Through the implementation of the European Electricity Target Model, the EU is in the process of building a harmonised internal cross-border market for trading electricity and gas, to help deliver energy that is affordable, secure and sustainable across the European Union.
The European Electricity Target Model ("Target Model") is a set of harmonised arrangements for the cross-border trading of wholesale energy and balancing services across Europe. This will impact on all participants in the market and ultimately consumers, and will be implemented on the island of Ireland via the Integrated Single Electricity Market ("I-SEM").
The Single Electricity Market (“SEM”) Committee, comprised of both the Commission for Energy Regulation and Northern Ireland's Utility Regulator, published its final decision on the high level design ("HLD") for I-SEM on 17 September 2014. This will replace the existing rules for the wholesale trading of electricity on the island of Ireland in 2017.
The HLD sets out key decisions on principles adopted in the way that I-SEM will be developed. A significant amount of the detail of the manner in which these decisions will be implemented at a practical and technical level is left to the detailed design phase, which is just now being embarked upon. The detailed design and implementation stage is scheduled to last for two years, during which time stakeholder review groups will be established to facilitate industry engagement.

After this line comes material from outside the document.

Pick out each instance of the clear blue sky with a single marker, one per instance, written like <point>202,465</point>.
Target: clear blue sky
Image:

Energy Trading Arrangements
Currently, the SEM is based upon a gross mandatory pool. All generators of electricity have to sell their output into this SEM, and a market price is settled after the fact.

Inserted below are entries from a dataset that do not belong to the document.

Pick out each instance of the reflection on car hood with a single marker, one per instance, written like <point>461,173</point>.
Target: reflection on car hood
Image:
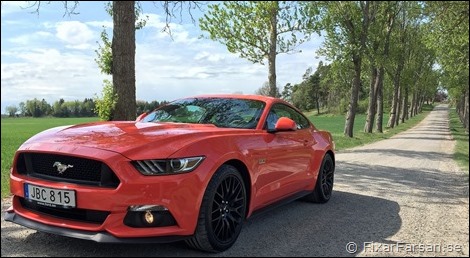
<point>127,138</point>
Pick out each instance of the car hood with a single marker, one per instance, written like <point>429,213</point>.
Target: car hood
<point>127,138</point>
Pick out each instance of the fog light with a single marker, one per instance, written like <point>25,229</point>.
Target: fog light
<point>148,217</point>
<point>144,216</point>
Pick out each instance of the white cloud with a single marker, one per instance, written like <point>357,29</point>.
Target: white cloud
<point>74,32</point>
<point>9,7</point>
<point>49,74</point>
<point>28,39</point>
<point>55,59</point>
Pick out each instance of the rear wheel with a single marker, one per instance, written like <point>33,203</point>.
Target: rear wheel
<point>324,186</point>
<point>222,212</point>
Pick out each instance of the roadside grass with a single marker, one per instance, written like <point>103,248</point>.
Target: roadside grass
<point>15,131</point>
<point>335,125</point>
<point>461,137</point>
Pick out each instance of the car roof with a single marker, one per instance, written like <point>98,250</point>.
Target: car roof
<point>237,96</point>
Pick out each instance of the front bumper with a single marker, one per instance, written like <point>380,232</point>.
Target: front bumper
<point>180,194</point>
<point>102,237</point>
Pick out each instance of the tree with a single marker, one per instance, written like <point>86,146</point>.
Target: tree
<point>123,47</point>
<point>123,68</point>
<point>11,110</point>
<point>259,30</point>
<point>448,27</point>
<point>265,90</point>
<point>347,29</point>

The new market arrangements will require producers and consumers of electricity to forecast their generation and consumption and to bid at the price at which they are prepared to buy and sell.

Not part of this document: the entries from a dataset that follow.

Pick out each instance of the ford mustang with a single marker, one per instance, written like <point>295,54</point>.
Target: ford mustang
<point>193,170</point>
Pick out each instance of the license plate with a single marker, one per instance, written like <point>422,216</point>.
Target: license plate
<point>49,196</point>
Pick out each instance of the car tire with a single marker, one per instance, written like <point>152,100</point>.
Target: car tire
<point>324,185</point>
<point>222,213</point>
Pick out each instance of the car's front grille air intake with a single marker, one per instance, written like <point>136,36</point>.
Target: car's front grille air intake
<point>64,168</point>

Market participants will be financially responsible for ensuring that their actual physical generation and demand is in balance with their contracted position, i.e. they will still have to pay even if they do not produce or consume what they predicted they would.
Previously, all market participants shared a “capacity payment”, which was essentially a payment for providing generation capacity on the system, equally divided out of a total sum calculated at the start of every year.
Under I-SEM, it is proposed instead that a competitive auction process will be used.
The key difference here from the existing arrangements is that all market participants will not automatically qualify to receive capacity payments; they must participate in the auction and bid successfully to benefit.
The key elements of the new market which will impact upon electricity generators’ and suppliers’ day-to-day trading will only be revealed when the detailed design phase progresses over the next two years. It is only when that is developed that participants will know how it will practically impact upon their businesses.